# A to Z of Excel Functions: The LINEST Function

4 October 2021

*Welcome back to our regular A to Z of Excel Functions blog. Today we look at the LINEST function. *

**The LINEST Function**

Sometimes, you wish to forecast what comes next in a sequence, *i.e.* make a forecast. There are various approaches you could use:

**Naïve method:**this really does live up to its billing – you simply use the last number in the sequence,*e.g.*the continuation of the series 8, 17, 13, 15, 19, 14, … would be 14, 14, 14, 14, … Hmm, great

**Simple average:**only a slightly better idea: here, you use the average of the historical series,*e.g.*for the continuation of the series 8, 17, 13, 15, 19, 14, … would be 14.3, 14.3, 14.3, 14.3, …

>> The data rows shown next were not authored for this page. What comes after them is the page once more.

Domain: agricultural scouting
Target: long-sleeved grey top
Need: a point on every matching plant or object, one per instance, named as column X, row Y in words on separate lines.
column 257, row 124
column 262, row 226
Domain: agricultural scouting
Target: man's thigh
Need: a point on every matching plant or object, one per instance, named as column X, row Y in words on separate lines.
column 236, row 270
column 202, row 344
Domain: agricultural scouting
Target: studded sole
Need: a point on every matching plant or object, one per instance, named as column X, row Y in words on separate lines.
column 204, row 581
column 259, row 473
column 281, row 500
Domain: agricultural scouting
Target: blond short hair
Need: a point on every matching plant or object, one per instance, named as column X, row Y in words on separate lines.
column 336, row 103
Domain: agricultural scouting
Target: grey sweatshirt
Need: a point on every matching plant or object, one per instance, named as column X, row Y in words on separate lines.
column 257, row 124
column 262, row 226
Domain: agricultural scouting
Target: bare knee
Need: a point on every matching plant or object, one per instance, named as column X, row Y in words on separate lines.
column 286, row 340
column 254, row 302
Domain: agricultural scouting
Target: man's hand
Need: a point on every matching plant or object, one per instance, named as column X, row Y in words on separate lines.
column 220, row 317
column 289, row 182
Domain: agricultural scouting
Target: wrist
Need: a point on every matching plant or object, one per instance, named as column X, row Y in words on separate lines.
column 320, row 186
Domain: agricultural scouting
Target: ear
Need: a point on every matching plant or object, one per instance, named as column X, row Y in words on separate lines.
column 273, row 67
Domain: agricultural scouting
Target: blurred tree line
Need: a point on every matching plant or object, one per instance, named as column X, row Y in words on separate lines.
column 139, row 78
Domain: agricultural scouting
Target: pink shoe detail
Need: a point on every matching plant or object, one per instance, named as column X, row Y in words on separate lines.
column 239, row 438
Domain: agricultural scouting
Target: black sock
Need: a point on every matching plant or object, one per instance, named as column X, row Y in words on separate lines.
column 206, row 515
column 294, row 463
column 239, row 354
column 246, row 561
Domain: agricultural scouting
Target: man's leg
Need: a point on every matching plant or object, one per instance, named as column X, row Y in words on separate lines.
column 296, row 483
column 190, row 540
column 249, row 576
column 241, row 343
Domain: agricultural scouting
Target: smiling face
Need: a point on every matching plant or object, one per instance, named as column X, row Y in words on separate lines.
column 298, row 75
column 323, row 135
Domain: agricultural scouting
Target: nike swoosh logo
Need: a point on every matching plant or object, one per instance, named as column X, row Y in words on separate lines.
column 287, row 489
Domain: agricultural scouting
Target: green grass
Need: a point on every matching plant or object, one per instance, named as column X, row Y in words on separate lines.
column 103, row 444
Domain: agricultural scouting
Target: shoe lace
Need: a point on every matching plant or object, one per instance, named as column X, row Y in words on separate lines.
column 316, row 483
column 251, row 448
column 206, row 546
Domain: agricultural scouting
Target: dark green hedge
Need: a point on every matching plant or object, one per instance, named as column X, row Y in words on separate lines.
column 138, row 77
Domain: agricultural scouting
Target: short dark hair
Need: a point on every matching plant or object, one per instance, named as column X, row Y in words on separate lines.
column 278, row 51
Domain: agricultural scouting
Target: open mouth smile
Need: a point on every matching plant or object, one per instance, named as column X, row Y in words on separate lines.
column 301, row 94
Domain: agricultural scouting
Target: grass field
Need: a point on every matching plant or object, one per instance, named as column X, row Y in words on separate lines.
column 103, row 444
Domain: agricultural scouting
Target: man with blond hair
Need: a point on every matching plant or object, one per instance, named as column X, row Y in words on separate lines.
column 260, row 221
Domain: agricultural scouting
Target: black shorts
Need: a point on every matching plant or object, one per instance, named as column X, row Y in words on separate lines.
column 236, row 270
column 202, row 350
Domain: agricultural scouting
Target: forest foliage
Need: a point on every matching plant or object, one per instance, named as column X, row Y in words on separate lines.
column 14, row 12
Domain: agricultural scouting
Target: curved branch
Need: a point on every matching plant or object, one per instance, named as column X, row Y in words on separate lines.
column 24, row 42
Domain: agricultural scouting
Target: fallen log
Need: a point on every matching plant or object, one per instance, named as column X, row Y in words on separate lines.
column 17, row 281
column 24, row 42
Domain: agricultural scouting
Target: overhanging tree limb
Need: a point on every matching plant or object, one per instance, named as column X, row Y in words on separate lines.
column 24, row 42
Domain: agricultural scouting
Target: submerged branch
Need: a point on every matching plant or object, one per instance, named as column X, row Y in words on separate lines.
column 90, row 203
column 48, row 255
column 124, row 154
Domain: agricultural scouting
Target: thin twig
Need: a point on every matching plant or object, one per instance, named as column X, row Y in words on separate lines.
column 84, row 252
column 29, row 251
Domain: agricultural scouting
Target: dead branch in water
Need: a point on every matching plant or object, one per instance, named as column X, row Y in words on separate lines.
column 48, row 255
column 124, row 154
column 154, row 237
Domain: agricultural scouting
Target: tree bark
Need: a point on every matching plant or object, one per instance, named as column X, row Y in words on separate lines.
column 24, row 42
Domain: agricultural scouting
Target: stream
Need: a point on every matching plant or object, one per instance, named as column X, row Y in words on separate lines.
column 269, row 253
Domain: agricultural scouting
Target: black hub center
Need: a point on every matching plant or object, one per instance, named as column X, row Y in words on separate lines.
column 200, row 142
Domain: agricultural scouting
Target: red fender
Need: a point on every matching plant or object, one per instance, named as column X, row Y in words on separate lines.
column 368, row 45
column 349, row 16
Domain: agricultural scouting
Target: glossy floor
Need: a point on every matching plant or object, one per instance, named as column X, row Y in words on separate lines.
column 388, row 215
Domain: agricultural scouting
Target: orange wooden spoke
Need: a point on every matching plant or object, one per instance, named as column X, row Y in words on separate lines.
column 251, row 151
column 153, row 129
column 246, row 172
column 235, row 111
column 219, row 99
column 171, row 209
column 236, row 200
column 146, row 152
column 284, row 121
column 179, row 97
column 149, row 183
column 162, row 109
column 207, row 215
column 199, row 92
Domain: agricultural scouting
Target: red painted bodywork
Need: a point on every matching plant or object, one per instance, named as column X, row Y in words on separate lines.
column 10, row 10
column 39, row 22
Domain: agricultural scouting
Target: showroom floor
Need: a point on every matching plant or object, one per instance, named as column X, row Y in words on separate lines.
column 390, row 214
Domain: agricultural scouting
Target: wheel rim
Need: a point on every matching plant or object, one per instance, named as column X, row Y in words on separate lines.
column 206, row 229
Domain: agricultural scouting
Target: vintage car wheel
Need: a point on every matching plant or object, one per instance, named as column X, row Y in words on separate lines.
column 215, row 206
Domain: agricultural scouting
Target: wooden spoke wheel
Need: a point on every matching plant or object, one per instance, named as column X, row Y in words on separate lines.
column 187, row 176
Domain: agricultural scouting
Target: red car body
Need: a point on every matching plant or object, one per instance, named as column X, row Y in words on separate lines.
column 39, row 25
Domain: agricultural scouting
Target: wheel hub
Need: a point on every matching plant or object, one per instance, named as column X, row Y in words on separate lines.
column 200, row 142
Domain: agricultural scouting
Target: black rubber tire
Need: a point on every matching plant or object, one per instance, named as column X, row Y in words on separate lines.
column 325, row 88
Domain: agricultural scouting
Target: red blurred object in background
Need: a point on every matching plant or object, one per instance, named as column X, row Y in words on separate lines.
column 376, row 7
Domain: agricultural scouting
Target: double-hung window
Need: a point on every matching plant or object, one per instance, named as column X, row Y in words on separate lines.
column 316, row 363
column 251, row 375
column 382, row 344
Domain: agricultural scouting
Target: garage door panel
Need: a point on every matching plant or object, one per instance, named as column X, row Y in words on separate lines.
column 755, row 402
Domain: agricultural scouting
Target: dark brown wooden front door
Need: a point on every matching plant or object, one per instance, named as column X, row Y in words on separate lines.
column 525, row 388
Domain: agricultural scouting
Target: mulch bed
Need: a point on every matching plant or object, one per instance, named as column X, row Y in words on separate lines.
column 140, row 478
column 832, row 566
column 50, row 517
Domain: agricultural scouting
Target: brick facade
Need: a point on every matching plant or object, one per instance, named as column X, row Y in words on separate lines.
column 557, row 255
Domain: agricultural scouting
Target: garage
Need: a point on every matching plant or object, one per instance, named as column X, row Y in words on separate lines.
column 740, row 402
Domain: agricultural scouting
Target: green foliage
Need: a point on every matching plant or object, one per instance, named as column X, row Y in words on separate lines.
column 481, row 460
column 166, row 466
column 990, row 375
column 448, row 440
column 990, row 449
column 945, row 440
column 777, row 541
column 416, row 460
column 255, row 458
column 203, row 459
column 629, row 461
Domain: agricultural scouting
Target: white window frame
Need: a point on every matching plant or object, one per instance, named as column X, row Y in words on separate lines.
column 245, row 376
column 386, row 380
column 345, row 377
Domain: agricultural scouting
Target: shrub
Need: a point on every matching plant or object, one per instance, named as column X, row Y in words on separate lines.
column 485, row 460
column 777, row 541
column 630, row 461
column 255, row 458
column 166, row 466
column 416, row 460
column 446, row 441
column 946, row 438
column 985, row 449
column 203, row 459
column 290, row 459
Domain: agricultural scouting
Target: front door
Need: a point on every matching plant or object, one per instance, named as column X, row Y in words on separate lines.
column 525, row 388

**Moving average:**now we start to look at smoothing out the trends by taking the average of the last**n**items. For example, if n were 3, then the sequence continuation of 8, 17, 13, 15, 19, 14, … would be 16, 16.3, 15.4, 15.9, 15.9, …

**Weighted moving average:**the criticism of the moving average is that older periods carry as much weighting as more recent periods, which is often not the case. Therefore, a weighted moving average is a moving average where within the sliding window values are given different weights, typically so that more recent points matter more. For example, instead of selecting a window size, it requires a list of weights (which should add up to 1). As an illustration, if we picked four periods and [0.1, 0.2, 0.3, 0.4] as weights, we would be giving 10%, 20%, 30% and 40% to the last 4 points respectively which would add up to 1 (which is what it would need to do to compute the average). Therefore the continuation of the series 8, 17, 13, 15, 19, 14, … would be 15.6, 15.7, 15.7, 15.5, 15.6, …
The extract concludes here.